In PD rigidity of the lower limb can extend to the feet and even cause talipes equinovarus, and distortion of the toes—extension of the first, and flexion of the other phalanges so as to cause a claw-like deformity, called Striatal foot. Striatal foot deformity can cause pain and impair the ability to stand, walk, and wear shoes. If untreated, skin ulceration and bone erosion can happen. Striatal foot in PD is part of the primary disease process and can be a sign of wearing off or a persistent symptom in untreated patients. It is a type of dystonia and it may respond to either antiparkinsonian or anti dystonic treatments. Treatment with antiparkinsonian drugs, mainly levodopa and anticholinergic agents have are effective, but also baclofen, and benzodiazepines have been variously successful in treating foot dystonia in parkinsonism, including striatal foot in PD. Botulinum-toxin injection is another treatment option. In combination with systemic drugs, botulinum toxin is the preferred treatment for focal dystonias and is commonly used in the treatment of striatal toes or feet. The dose injected is guided by electromyographic activity in the affected muscles. Botulinum-toxin injection into the lumbricals and short adductors of the thumb as well as extensor hallucis longus may lead to functional improvement and pain relief in patients with PD presenting with striatal foot.
As I do not know if indeed the patient has such a deformity it is hard for me to recommend this treatment with certainty.
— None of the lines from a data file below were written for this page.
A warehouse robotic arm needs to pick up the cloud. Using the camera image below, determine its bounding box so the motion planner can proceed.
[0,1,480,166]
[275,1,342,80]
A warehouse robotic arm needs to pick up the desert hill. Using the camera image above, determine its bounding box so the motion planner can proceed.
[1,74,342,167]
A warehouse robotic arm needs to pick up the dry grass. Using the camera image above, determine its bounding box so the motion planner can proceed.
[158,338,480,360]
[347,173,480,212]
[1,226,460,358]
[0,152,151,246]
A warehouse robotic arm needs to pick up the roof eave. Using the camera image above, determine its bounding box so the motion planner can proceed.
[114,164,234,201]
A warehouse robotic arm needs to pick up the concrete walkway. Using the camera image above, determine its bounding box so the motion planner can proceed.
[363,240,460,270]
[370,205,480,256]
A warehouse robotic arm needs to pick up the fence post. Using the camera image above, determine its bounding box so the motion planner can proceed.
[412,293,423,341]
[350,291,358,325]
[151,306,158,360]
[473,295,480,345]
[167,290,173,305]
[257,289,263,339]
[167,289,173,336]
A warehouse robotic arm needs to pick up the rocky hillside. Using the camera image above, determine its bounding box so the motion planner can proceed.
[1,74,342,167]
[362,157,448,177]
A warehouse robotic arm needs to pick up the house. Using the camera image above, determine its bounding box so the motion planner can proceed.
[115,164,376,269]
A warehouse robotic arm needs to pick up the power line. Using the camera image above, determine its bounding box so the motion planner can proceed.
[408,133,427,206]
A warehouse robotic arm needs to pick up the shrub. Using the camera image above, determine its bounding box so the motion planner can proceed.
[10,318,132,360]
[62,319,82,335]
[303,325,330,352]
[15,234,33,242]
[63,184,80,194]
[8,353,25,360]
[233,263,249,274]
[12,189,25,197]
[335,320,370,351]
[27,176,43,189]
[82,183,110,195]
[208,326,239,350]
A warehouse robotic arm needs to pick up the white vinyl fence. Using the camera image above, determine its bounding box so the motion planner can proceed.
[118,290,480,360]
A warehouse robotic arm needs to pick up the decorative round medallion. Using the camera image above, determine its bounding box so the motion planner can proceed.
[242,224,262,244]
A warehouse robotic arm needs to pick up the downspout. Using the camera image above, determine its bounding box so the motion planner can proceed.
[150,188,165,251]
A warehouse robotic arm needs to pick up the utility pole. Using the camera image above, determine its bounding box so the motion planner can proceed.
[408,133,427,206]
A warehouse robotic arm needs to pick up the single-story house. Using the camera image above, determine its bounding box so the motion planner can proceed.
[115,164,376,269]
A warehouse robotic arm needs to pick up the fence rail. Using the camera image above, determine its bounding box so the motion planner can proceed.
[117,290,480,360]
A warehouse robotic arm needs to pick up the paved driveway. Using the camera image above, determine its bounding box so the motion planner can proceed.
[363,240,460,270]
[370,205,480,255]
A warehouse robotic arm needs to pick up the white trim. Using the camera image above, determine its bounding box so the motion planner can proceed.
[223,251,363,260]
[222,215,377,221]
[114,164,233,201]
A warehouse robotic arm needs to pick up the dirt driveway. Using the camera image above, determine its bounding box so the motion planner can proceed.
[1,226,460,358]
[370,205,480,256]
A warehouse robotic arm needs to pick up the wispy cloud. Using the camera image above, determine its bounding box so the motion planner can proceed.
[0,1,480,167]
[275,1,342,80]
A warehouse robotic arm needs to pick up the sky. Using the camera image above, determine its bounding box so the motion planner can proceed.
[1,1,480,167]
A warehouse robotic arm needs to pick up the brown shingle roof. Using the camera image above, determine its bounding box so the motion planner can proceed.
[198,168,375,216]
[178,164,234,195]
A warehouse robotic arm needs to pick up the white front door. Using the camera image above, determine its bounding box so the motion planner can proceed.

But the neurologist should explore this possibility, especially if his parkinsonian symptoms are more predominant on the left. One should look for contractures as these may limit any treatment attempt.
 
In some cases if conventional, non-operative treatments are unsuccessful, orthopaedic surgical interventions can be attempted.
As the patient is on a high dose of levodopa, the following drugs may be added carefully for the treatment of the dystonia:
Medical treatment by oral drugs:
  1. Anticholinergics: Artane (trihexyphenydil) 2 mg, started 1 mg bid and increased slowly to 2 mg bid (I would not rase the dose higher than that as the patient is elderly and may have prostate hypertrophy of which the symptoms may be worsened, or hallucinations).
  2. Benzodiazepines: Clonazepam 0.5 mg, started at 0.25 mg at bedtime, increased weekly to 0.25 mg bid ,then 0.25 mg tid.
  3. Baclophen 10 mg: started at 5 mg bid, increased weekly to 5 mg tid and then 5 mg tid, and increased continuously to a dose of 10 mg tid and then slowly up to 20 mg tid.
These medications can be combined.
In summary, this patient has a 7-year history of PD and a 3 year history of a painful and deformed left foot, possibly a Striatal foot, affecting the quality of his life, causing pain and disability.